Review: Josephine Baker’s Last Dance


This book was provided to me by Gallery Books in exchange for an honest review.

The glitz and the glamour, the bright lights and the adoration—Freda Josephine McDonald wanted it all. By transforming herself into the incomparable Josephine Baker, she got it all and so much more.

Sherry Jones didn’t take on an easy subject with her historical fiction take on Baker but it’s obvious she did her research. I was thrilled that this retelling of Baker’s story included the hard early days, the glittering Paris debut, the hard WWII years, and then her triumphant return to her beloved France—and a lot more in between.

A dancer, a singer, an actress, a lover, a fighter, a businesswoman, a spy, and an activist, Jones had a lot of ground to cover. Although written in third person, Josephine Baker’s Last Dance lets the reader in close to Josephine, slipping into her busy world, and keeps the blunt language befitting of Baker between quotes which I found particularly appealing.

There are plenty of cringe-worthy moments in this book and plenty of ugly words that could offend but to not include them would have been lying about an African-American’s life in the south during that period in history.

My main qualm with this book is that Josephine Baker was bisexual and I maybe saw one very brief possible reference to her being attracted to a woman. Although more is known of her many male lovers and marriages, I was kind of bummed out that one of the most famous bisexual women in history didn’t get that part of her life included in an otherwise fantastic book.

RATING: 4/5 stars

Jillianne Hamilton

Jillianne Hamilton is the author of three novels and one non-fiction book. Her debut novel, Molly Miranda: Thief for Hire, was shortlisted for the 2016 Prince Edward Island Book Award and she is currently working on her debut historical fiction novel. Jill lives in Charlottetown, Prince Edward Island with her patient husband and a mischievous corgi.



  1. Sherry Jones
    January 11, 2019 at 9:40 pm

    Thank you for reviewing JOSEPHINE BAKER’S LAST DANCE!

    I would love to engage in this discussion with you–about her sexuality. Of all the biographies I read–a dozen, at least–only one claims she was bisexual. The author of that book, her oldest “adopted” son,. Jean-Claude Baker, obviously wrote with a chip on his shoulder, as he is condescending and contemptuous toward her throughout the book. No one has ever confirmed that Josephine had sex with women, and in fact she punished her sons for exhibiting homosexual tendencies. (Jean-Claude, who committed suicide in 2017, was gay, as well).

    My book, however, does allow for the possibility. In it, she sleeps with the singer Clara Smith.
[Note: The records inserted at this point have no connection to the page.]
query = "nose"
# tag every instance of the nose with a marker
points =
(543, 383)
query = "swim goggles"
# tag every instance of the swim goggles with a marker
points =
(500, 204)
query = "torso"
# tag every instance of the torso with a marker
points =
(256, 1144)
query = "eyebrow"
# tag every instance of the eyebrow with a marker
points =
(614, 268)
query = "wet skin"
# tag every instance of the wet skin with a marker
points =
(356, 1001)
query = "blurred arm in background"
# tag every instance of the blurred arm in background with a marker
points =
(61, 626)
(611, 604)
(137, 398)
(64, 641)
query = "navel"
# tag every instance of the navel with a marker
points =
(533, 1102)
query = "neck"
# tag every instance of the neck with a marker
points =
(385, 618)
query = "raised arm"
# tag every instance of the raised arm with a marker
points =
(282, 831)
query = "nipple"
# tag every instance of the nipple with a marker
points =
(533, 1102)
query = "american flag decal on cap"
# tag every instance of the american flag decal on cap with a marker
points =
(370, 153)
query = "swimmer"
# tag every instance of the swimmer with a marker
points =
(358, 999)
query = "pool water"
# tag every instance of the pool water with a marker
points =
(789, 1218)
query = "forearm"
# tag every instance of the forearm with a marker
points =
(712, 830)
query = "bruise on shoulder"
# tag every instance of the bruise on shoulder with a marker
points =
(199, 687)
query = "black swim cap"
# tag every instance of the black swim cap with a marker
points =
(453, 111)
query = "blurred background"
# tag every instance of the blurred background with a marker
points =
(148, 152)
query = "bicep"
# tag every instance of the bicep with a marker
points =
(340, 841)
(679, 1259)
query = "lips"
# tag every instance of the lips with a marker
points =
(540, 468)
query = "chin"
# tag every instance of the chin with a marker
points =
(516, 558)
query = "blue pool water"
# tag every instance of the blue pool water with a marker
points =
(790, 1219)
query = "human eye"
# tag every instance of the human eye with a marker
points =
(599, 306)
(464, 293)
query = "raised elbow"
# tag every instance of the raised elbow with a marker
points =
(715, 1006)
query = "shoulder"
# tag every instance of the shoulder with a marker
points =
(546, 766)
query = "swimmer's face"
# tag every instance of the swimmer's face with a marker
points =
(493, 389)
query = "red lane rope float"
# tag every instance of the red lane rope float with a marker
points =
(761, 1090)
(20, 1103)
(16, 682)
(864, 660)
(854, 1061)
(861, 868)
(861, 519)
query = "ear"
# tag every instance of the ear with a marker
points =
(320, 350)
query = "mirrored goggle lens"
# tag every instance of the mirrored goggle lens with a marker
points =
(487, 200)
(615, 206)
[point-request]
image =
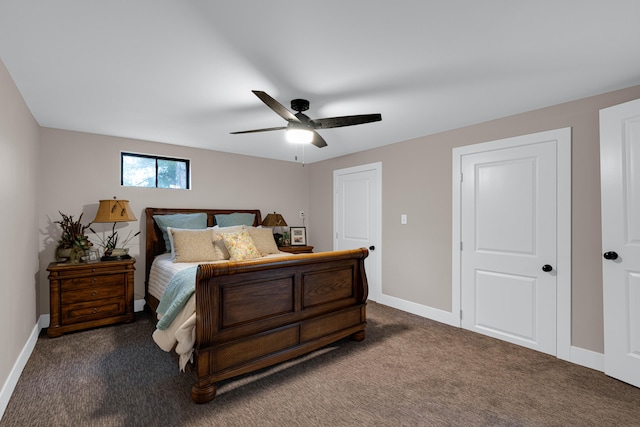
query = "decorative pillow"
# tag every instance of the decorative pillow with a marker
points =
(240, 246)
(190, 221)
(193, 245)
(218, 243)
(237, 218)
(263, 239)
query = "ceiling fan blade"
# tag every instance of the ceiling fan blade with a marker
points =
(259, 130)
(336, 122)
(276, 106)
(318, 141)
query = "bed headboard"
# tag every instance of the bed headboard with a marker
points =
(155, 242)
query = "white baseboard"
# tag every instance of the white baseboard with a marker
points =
(138, 305)
(587, 358)
(420, 310)
(18, 366)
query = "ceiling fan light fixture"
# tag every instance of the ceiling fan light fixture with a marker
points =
(299, 136)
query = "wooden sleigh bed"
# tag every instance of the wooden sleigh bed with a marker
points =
(257, 313)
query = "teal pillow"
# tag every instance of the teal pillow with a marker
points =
(190, 221)
(234, 219)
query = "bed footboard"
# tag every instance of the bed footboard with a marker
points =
(250, 315)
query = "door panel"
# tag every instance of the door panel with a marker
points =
(620, 185)
(357, 212)
(508, 221)
(518, 315)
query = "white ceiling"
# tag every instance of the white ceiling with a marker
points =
(182, 72)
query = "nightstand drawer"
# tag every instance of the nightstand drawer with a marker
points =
(90, 282)
(91, 293)
(85, 311)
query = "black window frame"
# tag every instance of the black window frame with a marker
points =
(187, 163)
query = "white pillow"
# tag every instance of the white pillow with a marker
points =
(192, 245)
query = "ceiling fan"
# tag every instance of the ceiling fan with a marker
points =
(301, 123)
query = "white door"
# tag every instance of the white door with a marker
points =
(357, 212)
(620, 185)
(508, 234)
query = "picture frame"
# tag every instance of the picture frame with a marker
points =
(92, 255)
(298, 236)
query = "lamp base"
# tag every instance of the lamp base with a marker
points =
(115, 258)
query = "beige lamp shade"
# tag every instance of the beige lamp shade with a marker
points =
(114, 211)
(274, 220)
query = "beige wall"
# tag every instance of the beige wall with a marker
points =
(416, 180)
(19, 146)
(79, 169)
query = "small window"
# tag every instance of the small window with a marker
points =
(141, 170)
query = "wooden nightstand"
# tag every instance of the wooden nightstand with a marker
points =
(297, 249)
(92, 294)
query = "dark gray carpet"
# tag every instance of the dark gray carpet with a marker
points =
(409, 371)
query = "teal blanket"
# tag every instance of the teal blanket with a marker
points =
(176, 295)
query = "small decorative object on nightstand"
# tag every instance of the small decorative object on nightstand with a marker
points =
(297, 249)
(83, 296)
(275, 220)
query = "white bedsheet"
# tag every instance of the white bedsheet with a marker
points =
(181, 334)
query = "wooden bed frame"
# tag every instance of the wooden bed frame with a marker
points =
(254, 314)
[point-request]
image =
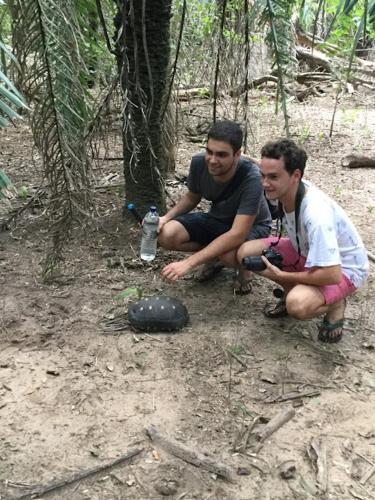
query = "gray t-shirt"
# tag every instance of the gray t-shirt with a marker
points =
(247, 199)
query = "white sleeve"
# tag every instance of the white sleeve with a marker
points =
(323, 245)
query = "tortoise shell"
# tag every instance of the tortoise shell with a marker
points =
(158, 314)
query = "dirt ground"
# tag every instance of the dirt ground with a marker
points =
(75, 394)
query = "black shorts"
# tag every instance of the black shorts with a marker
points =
(203, 228)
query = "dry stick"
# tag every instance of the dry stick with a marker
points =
(237, 358)
(274, 424)
(318, 453)
(192, 457)
(293, 395)
(79, 476)
(367, 476)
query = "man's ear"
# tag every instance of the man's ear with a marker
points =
(297, 174)
(237, 154)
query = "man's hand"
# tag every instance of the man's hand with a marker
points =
(271, 272)
(176, 270)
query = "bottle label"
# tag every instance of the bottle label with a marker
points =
(150, 232)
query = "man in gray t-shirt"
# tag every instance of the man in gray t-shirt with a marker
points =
(238, 212)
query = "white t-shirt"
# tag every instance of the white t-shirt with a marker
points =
(327, 236)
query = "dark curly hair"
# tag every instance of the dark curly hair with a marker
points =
(227, 131)
(293, 155)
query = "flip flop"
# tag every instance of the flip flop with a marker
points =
(330, 332)
(277, 310)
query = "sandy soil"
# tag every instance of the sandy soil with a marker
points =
(75, 394)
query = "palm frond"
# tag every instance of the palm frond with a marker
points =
(54, 77)
(10, 98)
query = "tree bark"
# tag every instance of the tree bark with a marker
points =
(142, 51)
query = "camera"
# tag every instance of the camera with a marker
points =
(256, 263)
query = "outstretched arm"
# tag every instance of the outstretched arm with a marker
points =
(230, 240)
(187, 203)
(316, 276)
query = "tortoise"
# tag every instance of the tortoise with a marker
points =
(160, 313)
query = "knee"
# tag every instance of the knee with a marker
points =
(296, 306)
(170, 236)
(250, 248)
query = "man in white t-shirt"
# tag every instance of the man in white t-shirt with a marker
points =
(324, 259)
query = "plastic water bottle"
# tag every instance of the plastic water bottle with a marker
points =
(150, 235)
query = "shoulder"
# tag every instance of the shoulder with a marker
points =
(317, 207)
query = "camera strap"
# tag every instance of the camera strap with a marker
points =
(297, 210)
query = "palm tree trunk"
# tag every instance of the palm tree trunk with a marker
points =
(142, 50)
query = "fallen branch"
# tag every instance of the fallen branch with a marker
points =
(355, 161)
(187, 455)
(273, 425)
(293, 395)
(78, 476)
(317, 452)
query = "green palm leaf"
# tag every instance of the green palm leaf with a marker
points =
(48, 34)
(10, 98)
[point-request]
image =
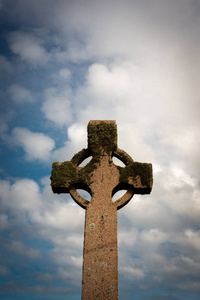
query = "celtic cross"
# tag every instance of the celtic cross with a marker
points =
(102, 179)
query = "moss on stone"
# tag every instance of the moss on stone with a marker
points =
(143, 170)
(102, 135)
(63, 174)
(79, 157)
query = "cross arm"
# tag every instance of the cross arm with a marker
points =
(63, 175)
(67, 174)
(138, 175)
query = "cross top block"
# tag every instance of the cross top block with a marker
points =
(102, 146)
(102, 135)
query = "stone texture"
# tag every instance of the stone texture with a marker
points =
(101, 178)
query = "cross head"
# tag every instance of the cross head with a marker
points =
(102, 179)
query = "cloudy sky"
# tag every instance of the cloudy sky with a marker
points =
(62, 64)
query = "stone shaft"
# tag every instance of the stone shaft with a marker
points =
(100, 258)
(101, 178)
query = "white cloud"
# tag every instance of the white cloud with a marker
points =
(57, 107)
(62, 75)
(18, 247)
(19, 94)
(77, 136)
(37, 146)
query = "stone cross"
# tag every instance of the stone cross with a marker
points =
(102, 179)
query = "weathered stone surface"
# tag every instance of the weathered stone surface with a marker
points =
(101, 178)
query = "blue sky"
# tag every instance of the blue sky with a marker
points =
(62, 64)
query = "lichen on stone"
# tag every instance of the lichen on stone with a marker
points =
(102, 136)
(63, 175)
(135, 169)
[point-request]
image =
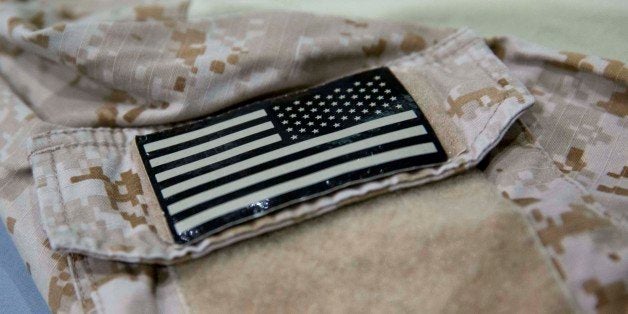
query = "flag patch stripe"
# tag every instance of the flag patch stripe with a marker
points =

She and her friend Bricktop, the nightclub owner, have a conversation alluding to a night together. She has erotic moments with Frau Landshoff in Berlin, and there is mention of an affair with Frida Kahlo. None of these relationships was central to her life, and in fact she only partnered with men. Since she never openly lived with or had a sexual or romantic relationship with a woman–at a time and in places where women were doing so–I opted not to spotlight her bisexuality, if it really existed. I focused on the book’s central themes of race and racism and of Ms. Baker’s own eventual empowerment as she moved from needy narcissist to courageous spy and activist.

    I would love to learn more about what you’ve read regarding her LGBT status and activities. And I’m glad you enjoyed the book!

    • Jillianne Hamilton
      January 12, 2019 at 7:32 pm

      I’m sure you have done more research on her than I have. I’ve only listened to a few podcasts and read a couple articles online and most of them mentioned her bisexuality. Perhaps I misinterpreted while reading.

  2. Sherry Jones
    March 5, 2019 at 12:01 am

    I don’t think you misinterpreted anything, Jilliiane. The biography THE HUNGRY HEART, by Josephine Baker’s “adopted son” Jean-C;aude Baker, goes into quite a bit of detail about her many alleged affairs with women. But his is the only of the more than one dozen biographies I read about her that even mentions bisexuaity. I did allude to several sexual affairs with women—with Clara Smith, Frida Kahlo, Bricktop, Frau Landshoff—but I wonder if I was too subtle. At any rate, I guess we’ll never know if the rumors about her are true. Thank you again!